Nigerian Islamist militant group Boko Haram has threatened to “sell” the hundreds of schoolgirls it abducted three weeks ago.
Militant leader Abubakar Shekau sent a video, in which he said for the first time that his group had taken the girls.
About 230 girls are still believed to be missing, prompting widespread criticism of the Nigerian government.
The girls were taken from their school in Chibok, in the northern state of Borno, on the night of 14 April.
Boko Haram, which means “Western education is forbidden” has staged numerous previous attacks on educational institutions in northern Nigeria.
Protest organiser detained
Meanwhile, a woman who helped organise protests over the abduction has been detained, her fellow community leaders say.
Naomi Mutah took part in a meeting called by First Lady Patience Jonathan and was then taken to a police station, they say.
Mrs Jonathan reportedly felt slighted that the mothers of the abducted girls had sent Ms Mutah to the meeting instead of going themselves.
Analysts say Mrs Jonathan is a politically powerful figure in Nigeria.
Ms Mutah, a representative of the Chibok community where the girls were seized from their school, last week organised a protest outside parliament in the capital, Abuja.

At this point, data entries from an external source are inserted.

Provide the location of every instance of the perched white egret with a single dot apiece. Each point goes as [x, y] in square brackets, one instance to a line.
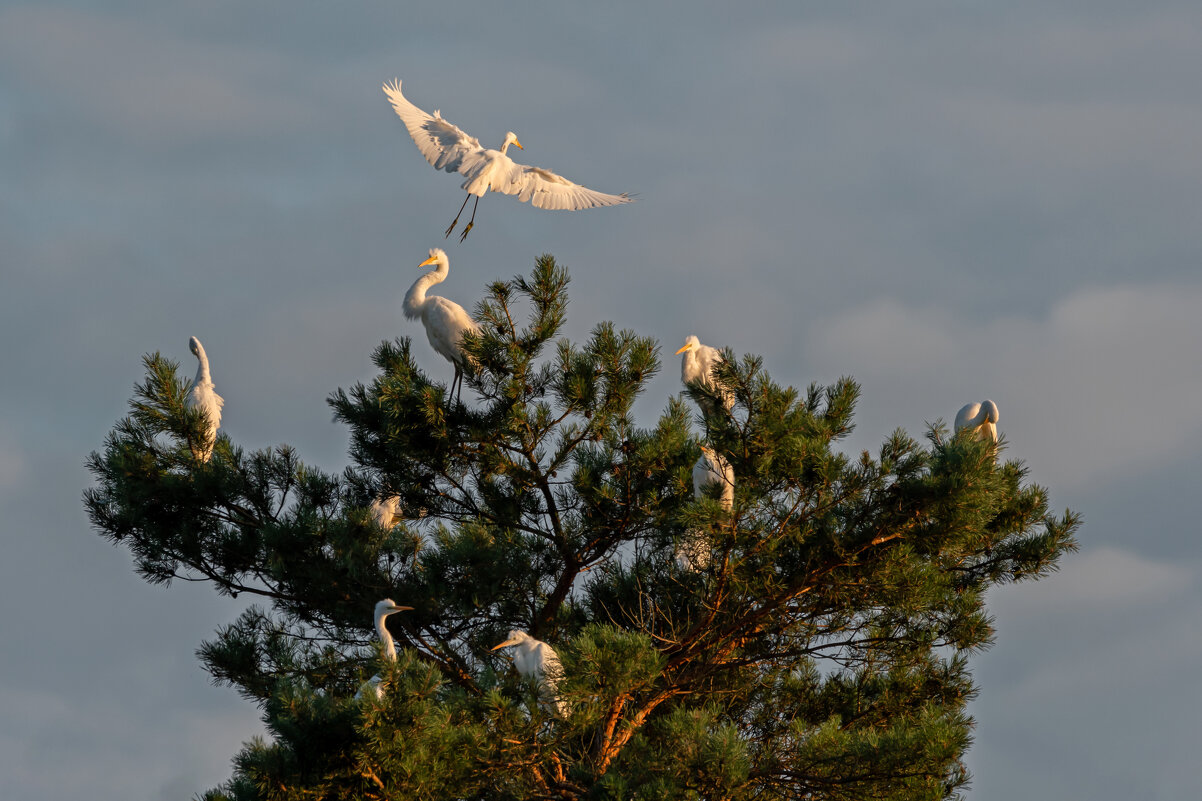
[384, 511]
[713, 468]
[697, 365]
[384, 609]
[203, 397]
[710, 468]
[982, 417]
[537, 660]
[448, 148]
[445, 320]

The protesters, and many Nigerians, feel the government has not done enough to find the girls.
Pogo Bitrus, another Chibok community leader, told he had been to the Asokoro police station where Ms Mutah is reported to have been taken but could find no written record of her being there.
He described the detention as “unfortunate” and “insensitive”, adding that he hoped Mrs Jonathan would soon “realise her mistake”.
Mr Bitrus noted that Mrs Jonathan has no constitutional power to order arrests.
She also said the First Lady accused them of supporting Boko Haram.
In a TV broadcast on Sunday, his first comment on the abductions, President Goodluck Jonathan said he did not know where the girls were but everything was being done to find them.
They were in their final year of school, most of them aged 16 to 18.